I Think I Do is a 1997 American gay-themed romantic comedy film written and directed by Brian Sloan and starring Alexis Arquette. It premiered on June 20, 1997 at the San Francisco International Lesbian and Gay Film Festival, and was also shown at the Toronto International Film Festival later that year, before receiving a small theatrical run on April 10, 1998.

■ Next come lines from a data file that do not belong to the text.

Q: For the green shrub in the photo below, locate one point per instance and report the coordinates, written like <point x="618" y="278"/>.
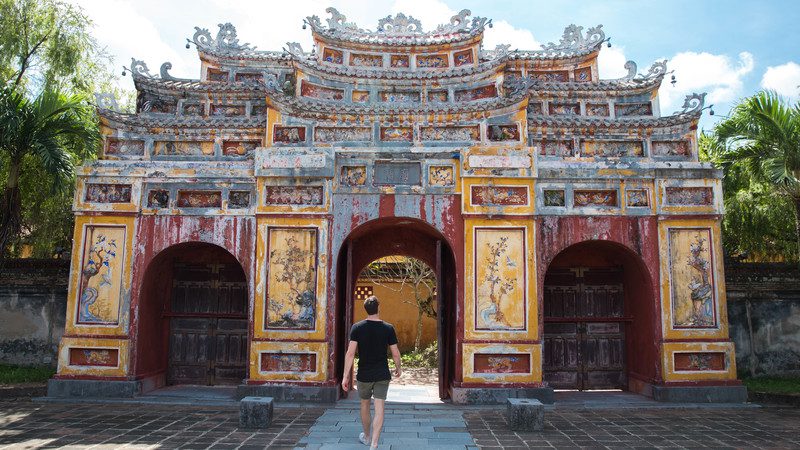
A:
<point x="19" y="374"/>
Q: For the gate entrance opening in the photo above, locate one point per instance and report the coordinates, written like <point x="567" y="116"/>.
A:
<point x="195" y="302"/>
<point x="404" y="237"/>
<point x="584" y="328"/>
<point x="598" y="313"/>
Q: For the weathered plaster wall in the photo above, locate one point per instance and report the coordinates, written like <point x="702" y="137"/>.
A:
<point x="33" y="301"/>
<point x="768" y="342"/>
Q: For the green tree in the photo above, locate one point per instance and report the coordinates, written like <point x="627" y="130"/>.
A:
<point x="758" y="147"/>
<point x="51" y="132"/>
<point x="396" y="272"/>
<point x="48" y="43"/>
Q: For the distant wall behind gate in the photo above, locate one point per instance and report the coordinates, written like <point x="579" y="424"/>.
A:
<point x="33" y="302"/>
<point x="33" y="305"/>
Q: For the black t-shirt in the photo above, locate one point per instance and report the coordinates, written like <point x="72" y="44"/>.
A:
<point x="373" y="337"/>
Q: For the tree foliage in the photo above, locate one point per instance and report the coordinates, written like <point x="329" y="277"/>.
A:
<point x="397" y="272"/>
<point x="49" y="132"/>
<point x="46" y="46"/>
<point x="758" y="149"/>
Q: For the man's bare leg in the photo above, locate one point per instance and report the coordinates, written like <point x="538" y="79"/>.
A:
<point x="377" y="421"/>
<point x="365" y="417"/>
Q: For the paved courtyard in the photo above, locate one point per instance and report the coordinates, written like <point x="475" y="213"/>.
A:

The film was restored and re-released for its 25th anniversary on April 19, 2024.

==Premise==
The film follows the relationship between Bob and Brendan, roommates at George Washington University in Washington, D.C., five years after Bob made his romantic feelings toward Brendan known. When the two reconnect at the wedding of college friends, Bob is in a serious relationship with a soap opera star Sterling Scott, while Brendan is single and re-examining his own identity.

==Cast==
- Alexis Arquette as Bob
- Christian Maelen as Brendan
- Lauren Vélez as Carol Gonzalez
- Tuc Watkins as Sterling Scott
- Jamie Harrold as Matt Lynch
- Guillermo Díaz as Eric
- Maddie Corman as Beth
- Marianne Hagan as Sarah
- Elizabeth Rodriguez as Celia Gonzalez
- Patricia Mauceri as Barbara Rivera
- Marni Nixon as Aunt Alice
- Mateo Gómez as Mr. Gonzalez
- Arden Myrin as Wendy
- Richard Salamanca as Fr. Paulsen
- Leonard Berdick as Mr. McPherson
- Lane Janger as wedding bartender

==Production==
In an interview with IndieWire, director Brian Sloan said, "I wrote a ten page treatment first and from there I started writing the script. It took me about three weeks to get the first draft. I get very nervous sitting at the computer and not doing anything, so I work very fast when I actually sit down to work. Then in the course of three years, I went through ten drafts. The hardest thing about going through ten drafts during that time was to get all the characters to connect. To find a balance between all the couples and to make the different story lines work together." Filming would take place in New Jersey and Washington, D.C.

==Reception==
I Think I Do grossed $345,478 while in theaters during 1998, only having been released in 10 theaters. On Rotten Tomatoes, the film holds a rating of 42% from 31 reviews. In her review, Anita Gates of The New York Times claimed that the film requires "a taste for pointed, topical humor and a particular brand of clever conversation" and that "The characters are uniformly funny and sympathetic, and you want all of them to find the right person and be happy."